4. Lay the second (middle) strip onto the bulkhead leaving gaps 0.080 wide for the square openings over the cavities you ground out in the earlier step. Using a 0.080" wide scrap styrene piece as a spacer will help you make perfectly uniform gaps.
5. Lay down the last (bottom) strip.
6. After the glue has set, sand smooth.
7. Add the 20mm Oerlikon platforms and other details of your choosing.
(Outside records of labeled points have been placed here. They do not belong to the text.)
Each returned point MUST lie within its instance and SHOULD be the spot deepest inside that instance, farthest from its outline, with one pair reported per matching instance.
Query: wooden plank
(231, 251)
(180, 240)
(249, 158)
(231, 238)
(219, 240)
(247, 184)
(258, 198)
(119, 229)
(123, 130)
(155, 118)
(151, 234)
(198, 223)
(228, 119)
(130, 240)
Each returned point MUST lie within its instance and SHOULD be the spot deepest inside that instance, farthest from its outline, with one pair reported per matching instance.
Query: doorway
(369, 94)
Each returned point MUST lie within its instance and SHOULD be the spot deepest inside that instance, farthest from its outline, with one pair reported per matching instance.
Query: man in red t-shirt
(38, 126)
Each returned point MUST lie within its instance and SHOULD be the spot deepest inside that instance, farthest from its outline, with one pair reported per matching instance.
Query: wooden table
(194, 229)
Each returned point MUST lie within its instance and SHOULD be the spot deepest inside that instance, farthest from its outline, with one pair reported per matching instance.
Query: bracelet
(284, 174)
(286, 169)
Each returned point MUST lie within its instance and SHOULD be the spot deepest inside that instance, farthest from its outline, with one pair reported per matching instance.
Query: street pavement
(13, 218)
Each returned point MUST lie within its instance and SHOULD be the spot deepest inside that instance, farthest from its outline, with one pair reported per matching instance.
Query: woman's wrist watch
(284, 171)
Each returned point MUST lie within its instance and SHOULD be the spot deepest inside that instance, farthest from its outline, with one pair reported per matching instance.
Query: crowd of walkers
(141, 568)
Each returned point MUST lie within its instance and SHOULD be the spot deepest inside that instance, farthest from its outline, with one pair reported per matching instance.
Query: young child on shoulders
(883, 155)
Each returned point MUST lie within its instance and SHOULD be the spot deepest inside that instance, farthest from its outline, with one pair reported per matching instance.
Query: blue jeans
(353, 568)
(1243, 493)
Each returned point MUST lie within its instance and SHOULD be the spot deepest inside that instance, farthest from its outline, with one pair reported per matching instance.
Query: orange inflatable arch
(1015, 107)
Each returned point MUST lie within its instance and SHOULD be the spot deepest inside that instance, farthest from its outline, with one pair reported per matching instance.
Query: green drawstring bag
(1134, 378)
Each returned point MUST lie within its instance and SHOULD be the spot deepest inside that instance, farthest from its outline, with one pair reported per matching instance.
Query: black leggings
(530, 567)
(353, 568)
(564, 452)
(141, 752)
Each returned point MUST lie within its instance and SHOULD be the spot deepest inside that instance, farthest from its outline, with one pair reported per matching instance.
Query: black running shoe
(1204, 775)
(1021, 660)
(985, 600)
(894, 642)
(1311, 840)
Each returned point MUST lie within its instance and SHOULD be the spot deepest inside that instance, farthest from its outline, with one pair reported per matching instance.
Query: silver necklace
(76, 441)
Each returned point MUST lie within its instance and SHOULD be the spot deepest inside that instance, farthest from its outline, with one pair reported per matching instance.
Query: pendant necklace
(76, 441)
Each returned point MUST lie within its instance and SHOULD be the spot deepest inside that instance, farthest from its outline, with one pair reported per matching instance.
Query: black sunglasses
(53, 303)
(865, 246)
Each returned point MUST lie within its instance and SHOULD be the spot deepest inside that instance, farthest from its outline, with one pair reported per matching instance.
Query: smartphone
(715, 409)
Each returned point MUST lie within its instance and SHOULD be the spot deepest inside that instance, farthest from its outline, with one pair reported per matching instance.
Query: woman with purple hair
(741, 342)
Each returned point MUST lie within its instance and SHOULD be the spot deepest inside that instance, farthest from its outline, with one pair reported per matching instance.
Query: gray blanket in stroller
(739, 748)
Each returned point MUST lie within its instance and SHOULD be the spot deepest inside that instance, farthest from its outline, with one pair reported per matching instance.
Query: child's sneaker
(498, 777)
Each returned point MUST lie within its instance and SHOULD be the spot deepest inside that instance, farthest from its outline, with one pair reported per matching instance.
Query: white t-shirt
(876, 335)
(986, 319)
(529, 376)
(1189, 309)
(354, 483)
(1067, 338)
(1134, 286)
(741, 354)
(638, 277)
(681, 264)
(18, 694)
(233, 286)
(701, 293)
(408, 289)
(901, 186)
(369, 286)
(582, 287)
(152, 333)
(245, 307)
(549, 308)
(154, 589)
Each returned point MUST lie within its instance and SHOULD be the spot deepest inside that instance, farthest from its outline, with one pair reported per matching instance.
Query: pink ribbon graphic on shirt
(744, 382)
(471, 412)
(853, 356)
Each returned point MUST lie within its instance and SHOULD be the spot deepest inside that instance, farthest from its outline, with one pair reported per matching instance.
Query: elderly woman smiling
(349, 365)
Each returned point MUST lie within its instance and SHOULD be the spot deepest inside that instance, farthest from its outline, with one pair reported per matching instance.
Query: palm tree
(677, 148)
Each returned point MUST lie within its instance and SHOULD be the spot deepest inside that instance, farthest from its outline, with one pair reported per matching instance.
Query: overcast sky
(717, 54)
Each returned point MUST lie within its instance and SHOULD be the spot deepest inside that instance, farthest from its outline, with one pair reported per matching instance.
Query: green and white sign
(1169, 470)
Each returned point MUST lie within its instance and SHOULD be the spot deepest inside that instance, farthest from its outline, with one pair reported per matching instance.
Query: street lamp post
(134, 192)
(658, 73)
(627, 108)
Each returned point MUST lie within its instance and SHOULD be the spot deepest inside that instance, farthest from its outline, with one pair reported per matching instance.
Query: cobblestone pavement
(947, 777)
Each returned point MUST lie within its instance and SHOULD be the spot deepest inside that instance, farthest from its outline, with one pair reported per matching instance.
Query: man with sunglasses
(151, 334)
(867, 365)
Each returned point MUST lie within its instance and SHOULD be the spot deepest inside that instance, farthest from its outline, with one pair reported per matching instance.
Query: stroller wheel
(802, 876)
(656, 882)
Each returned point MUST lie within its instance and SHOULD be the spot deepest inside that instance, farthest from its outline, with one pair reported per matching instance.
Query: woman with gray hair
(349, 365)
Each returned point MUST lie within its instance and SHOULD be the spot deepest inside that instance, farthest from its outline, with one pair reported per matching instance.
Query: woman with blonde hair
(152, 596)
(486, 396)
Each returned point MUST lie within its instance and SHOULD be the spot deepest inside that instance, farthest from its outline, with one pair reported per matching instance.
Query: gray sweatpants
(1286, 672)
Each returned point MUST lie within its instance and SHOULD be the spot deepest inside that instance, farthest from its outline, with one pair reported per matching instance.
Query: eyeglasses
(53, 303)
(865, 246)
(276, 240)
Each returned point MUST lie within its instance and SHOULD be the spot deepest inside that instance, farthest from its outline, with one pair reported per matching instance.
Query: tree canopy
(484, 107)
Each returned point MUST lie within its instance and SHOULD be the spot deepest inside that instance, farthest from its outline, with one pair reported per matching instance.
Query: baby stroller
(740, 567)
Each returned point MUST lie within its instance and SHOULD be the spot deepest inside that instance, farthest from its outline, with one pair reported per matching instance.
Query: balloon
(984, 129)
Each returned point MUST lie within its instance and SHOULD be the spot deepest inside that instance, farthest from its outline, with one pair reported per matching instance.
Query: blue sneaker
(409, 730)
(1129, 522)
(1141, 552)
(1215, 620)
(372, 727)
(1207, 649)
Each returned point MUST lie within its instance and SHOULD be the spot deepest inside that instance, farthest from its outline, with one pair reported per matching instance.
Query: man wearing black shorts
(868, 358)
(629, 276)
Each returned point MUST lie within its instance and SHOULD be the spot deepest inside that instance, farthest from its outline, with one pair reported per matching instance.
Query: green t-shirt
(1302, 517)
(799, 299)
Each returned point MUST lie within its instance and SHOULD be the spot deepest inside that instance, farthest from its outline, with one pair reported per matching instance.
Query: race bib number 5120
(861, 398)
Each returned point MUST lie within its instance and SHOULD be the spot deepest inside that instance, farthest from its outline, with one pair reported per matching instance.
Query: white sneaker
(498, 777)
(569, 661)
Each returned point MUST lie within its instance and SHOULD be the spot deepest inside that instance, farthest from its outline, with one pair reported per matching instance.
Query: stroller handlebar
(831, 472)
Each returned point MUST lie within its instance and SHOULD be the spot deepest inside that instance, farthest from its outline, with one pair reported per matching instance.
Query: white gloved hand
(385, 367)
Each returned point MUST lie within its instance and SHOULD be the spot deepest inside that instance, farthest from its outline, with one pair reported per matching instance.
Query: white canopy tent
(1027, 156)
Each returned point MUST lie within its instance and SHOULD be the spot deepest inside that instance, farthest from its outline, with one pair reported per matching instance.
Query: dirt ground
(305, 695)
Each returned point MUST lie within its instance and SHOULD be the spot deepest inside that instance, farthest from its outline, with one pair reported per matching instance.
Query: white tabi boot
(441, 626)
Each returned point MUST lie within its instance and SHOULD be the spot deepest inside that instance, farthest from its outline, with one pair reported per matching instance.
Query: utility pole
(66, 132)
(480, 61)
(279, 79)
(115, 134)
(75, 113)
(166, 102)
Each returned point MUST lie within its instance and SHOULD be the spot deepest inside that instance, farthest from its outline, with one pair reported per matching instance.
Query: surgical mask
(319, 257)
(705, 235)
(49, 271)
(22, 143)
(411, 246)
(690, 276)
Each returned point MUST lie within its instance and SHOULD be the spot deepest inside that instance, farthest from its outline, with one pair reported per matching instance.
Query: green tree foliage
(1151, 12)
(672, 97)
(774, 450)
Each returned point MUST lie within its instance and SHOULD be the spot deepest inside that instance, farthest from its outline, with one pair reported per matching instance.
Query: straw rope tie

Posted: Mon Dec 03, 2007 4:16 pm
by Devin
Steve, your posts make me look longingly at the USS Essex I have sitting above my workbench. I got her to the point that my scratch built hangar detail was added (not as much as yours, though!), and she's ready to have the hull plating applied and deck glued on, but I put her aside and haven't touched her in nine months.
Great work on yours, I'll look to this for the pitfalls I need to be aware of.
-Devin
Posted: Mon Dec 03, 2007 4:30 pm
by MartinJQuinn
Brilliant work...also a brilliant idea to split this post out into it's own thread.
Posted: Mon Dec 03, 2007 5:59 pm
by ModelMonkey
EJ, Devin, and Martin, thank you so much for your kind compliments!
Improving the Flight Deck sections' underside:
The real ship's Flight Deck was supported by various structural trusses and members that were visible from below. Here you can see some initial work to add structural details to the underside of Trumpy's 1/350 Flight Deck parts forward as well as the 20mm galleries. There are 82 Evergreen styrene pieces added in this step so far, all visible in the first photo. The members under the Flight Deck are .020"x.060" (0.5mm x 1.5mm). The parts added to the 20mm galleries are .010" x .125" (0.25mm x 3.2mm).
Posted: Tue Dec 04, 2007 6:40 am
by nick
Very amazing detail Steve!
I appreciate your hardwork for giving us the info abot the Yorktown!